R Environments and Reproducibility
Goal: Introduce ideas and practices to assist in managing the reproducibility of R environments.
What Packages Do I Have Installed?
First step is knowing what your environment is using, and where these packages are installed:
Remember to use .libPaths()
[]$ module load gcc/13.2.0 r/4.4.0
[]$ R
R version 4.4.0 (2024-04-24) -- "Puppy Cup"
...
> .libPaths()
[1] "/cluster/medbow/home/<username>/R/x86_64-pc-linux-gnu-library/4.4"
[2] "/apps/u/spack/gcc/13.2.0/r/4.4.0-pvzi4gp/rlib/R/library"
> quit()
[]$ ls /apps/u/spack/gcc/13.2.0/r/4.4.0-pvzi4gp/rlib/R/library
base compiler datasets graphics grDevices grid methods parallel splines stats stats4 tcltk tools translations utils
[]$ ls /cluster/medbow/home/<username>/R/x86_64-pc-linux-gnu-library/4.4
class cli DBI e1071 generics KernSmooth magrittr pillar proxy R6 rlang sf stringr tidyr units vctrs wk
classInt cpp11 dplyr fansi glue lifecycle MASS pkgconfig purrr Rcpp s2 stringi tibble tidyselect utf8 withr XML
Anything ARCC has installed will not be updated. We will create a new version of the base R.
Track the R Packages and Versions you have Installed
How can I track the versions of R packages installed? Using plain R:
[salexan5@mblog1 ~]$ R
R version 4.4.0 (2024-04-24) -- "Puppy Cup"
...
> write.table(installed.packages()[,c(1,2,3:4)])

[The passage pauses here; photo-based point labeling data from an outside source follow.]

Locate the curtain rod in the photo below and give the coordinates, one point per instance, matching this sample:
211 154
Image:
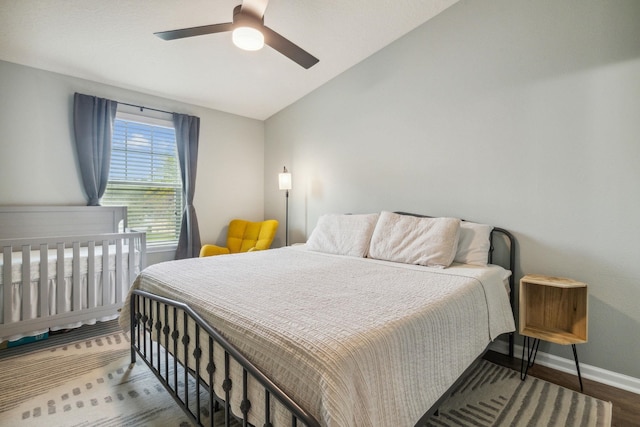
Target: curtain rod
142 107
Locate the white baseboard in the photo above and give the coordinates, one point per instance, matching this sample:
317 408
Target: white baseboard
591 372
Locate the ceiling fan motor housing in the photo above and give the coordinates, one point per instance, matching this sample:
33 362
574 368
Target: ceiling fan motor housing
246 19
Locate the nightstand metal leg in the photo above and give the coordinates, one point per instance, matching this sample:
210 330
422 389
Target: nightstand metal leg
575 357
532 352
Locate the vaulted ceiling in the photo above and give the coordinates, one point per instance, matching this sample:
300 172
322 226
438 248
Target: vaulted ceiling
112 42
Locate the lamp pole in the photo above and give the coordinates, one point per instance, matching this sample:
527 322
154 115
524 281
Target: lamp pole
284 183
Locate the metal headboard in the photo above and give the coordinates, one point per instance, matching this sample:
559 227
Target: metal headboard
497 234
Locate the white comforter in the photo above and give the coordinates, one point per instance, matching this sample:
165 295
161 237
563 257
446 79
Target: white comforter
356 342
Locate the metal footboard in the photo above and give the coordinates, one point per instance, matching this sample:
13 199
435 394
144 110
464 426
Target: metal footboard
190 358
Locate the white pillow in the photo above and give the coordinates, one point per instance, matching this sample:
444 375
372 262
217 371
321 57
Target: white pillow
343 234
474 243
413 240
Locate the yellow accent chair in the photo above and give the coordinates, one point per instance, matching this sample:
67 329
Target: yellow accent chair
245 236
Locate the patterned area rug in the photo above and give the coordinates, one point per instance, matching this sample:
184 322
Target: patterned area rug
90 383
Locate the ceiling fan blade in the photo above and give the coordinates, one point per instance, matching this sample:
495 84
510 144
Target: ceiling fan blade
255 7
194 31
289 49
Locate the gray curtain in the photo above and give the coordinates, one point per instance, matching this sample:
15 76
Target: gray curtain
187 134
93 124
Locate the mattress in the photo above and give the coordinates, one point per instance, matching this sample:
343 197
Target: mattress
357 342
62 284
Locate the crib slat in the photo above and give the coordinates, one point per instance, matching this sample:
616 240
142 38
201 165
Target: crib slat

"Package" "LibPath" "Version" "Priority"
"class" "class" "/cluster/medbow/home/<username>/R/x86_64-pc-linux-gnu-library/4.4" "7.3-22" "recommended"
...
"sf" "sf" "/cluster/medbow/home/<username>/R/x86_64-pc-linux-gnu-library/4.4" "1.0-16" NA
"stringi" "stringi" "/cluster/medbow/home/<username>/R/x86_64-pc-linux-gnu-library/4.4" "1.8.4" NA
"stringr" "stringr" "/cluster/medbow/home/<username>/R/x86_64-pc-linux-gnu-library/4.4" "1.5.1" NA
"tibble" "tibble" "/cluster/medbow/home/<username>/R/x86_64-pc-linux-gnu-library/4.4" "3.2.1" NA
...
"tools" "tools" "/apps/u/spack/gcc/13.2.0/r/4.4.0-pvzi4gp/rlib/R/library" "4.4.0" "base"
"utils" "utils" "/apps/u/spack/gcc/13.2.0/r/4.4.0-pvzi4gp/rlib/R/library" "4.4.0" "base"
Conda Export and R Packages
[]$ module purge
[]$ module load miniconda3/24.3.0
conda activate /cluster/medbow/project/<project-name>/software/conda-envs/r_4.3.3_env
(/cluster/medbow/project/<project-name>/software/conda-envs/r_4.3.3_env) [salexan5@mblog2 ~]$
(/cluster/medbow/project/<project-name>/software/conda-envs/r_4.3.3_env) [salexan5@mblog2 ~]$ conda list
# packages in environment at /cluster/medbow/project/<project-name>/software/conda-envs/r_4.3.3_env:
#
# Name Version Build Channel
...
r-base 4.3.3 he2d9a6e_3 conda-forge
r-stringi 1.8.4 r43hbd1cc82_0 conda-forge
...
Track the Building of Your Environments
Install R Packages with a Specific Version
There are a number of R packages to assist you:
remotes: R Package Installation from Remote Repositories, Including 'GitHub'
versions: Query and Install Specific Versions of Packages on CRAN
devtools: Tools to Make Developing R Packages Easier
Suggested Best Practices
For specific projects/research focuses, create specific libraries and or conda environments (with everything installed within that conda environment) to localize used packages/versions.
Regularly track/update what packages you’re using (install.packages / conda install r-<package-name>) and their versions.
Be mindful of dependencies that a package additional installs.
Be mindful when prompted whether you want to update dependencies or not.
Avoid trying to have a behemoth of a single environment - consider have a number of independent environments/libraries that can be more easily managed and shared along a workflow/pipeline.